Measuring Fedora's Boot Performance

Written by Michael Larabel in Software on 11 March 2008 at 02:29 PM EDT. Page 1 of 3. 4 Comments.

Last month we had measured Ubuntu's boot performance via the open-source Bootchart utility and had done this on all Ubuntu releases between Ubuntu 6.06 LTS and the latest development build at the time for Ubuntu 8.04 LTS. From this testing we had found the boot time to decrease with each official release and the maximum disk throughput increasing. With Fedora 9 Sulphur due out next month, we have done this same boot performance testing on the Fedora side with Core 4, Core 5, Core 6, 7, 8, and 9 Rawhide.

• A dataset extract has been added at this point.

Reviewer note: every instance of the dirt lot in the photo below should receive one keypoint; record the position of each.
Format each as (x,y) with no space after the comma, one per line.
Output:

Unlike Ubuntu that has Bootchart available in its main repository, Fedora did not offer an RPM version of Bootchart in its repository prior to last year. From the Bootchart website though is a source RPM. The Bootchart source RPM can be built with rpmbuild --rebuild bootchart-0.9-1.src.rpm once having installed the ant and jakarta-commons-cli (available from the JPackage.org repository) dependencies -- and of course the RPM build tools. Once the resulting Bootchart RPM is installed, when rebooting the system you must select the "Bootchart Logging" option within GRUB. Once the system has booted, the Bootchart results are stored in /var/log/bootchart.tgz. By running bootchart bootchart.tgz in the same directory, the results will be parsed and an SVG image of the results will be rendered. We had described Bootchart in detail in the previous article, so check that out for more details.

We had recorded the boot results for Fedora Core 4, Fedora Core 5, Fedora Core 6, Fedora 7, Fedora 8, and Fedora 9 Rawhide from March 8. We had used the DVD installation discs for each Fedora release and had used the default package selection and settings, with the only real change being disabling Security Enhanced Linux (SELinux) and installing Boot Chart. We had used the same notebook for testing that was used in our Ubuntu Boot Performance article. The hardware consisted of an Intel Pentium M 750 processor, 2GB of DDR2-533 memory, ATI mobility Radeon X300 64MB, and an 80GB IDE 5400RPM hard drive. The notebook was a Lenovo ThinkPad R52.

Fedora Core 4 "Stentz" had shipped with the Linux 2.6.11 kernel and X.Org 6.8.2, Fedora Core 5 "Bordeaux" with Linux 2.6.15 and X.Org 7.0, Fedora Core 6 "Zod" with Linux 2.6.18 and X.Org 7.1, Fedora 7 "Moonshine" with Linux 2.6.21 and X.Org 7.2, Fedora 8 "Werewolf" with Linux 2.6.23 and X.Org 7.3, and Fedora 9 Rawhide at this time ships with a Linux 2.6.25 RC kernel and X Server 1.5 development version.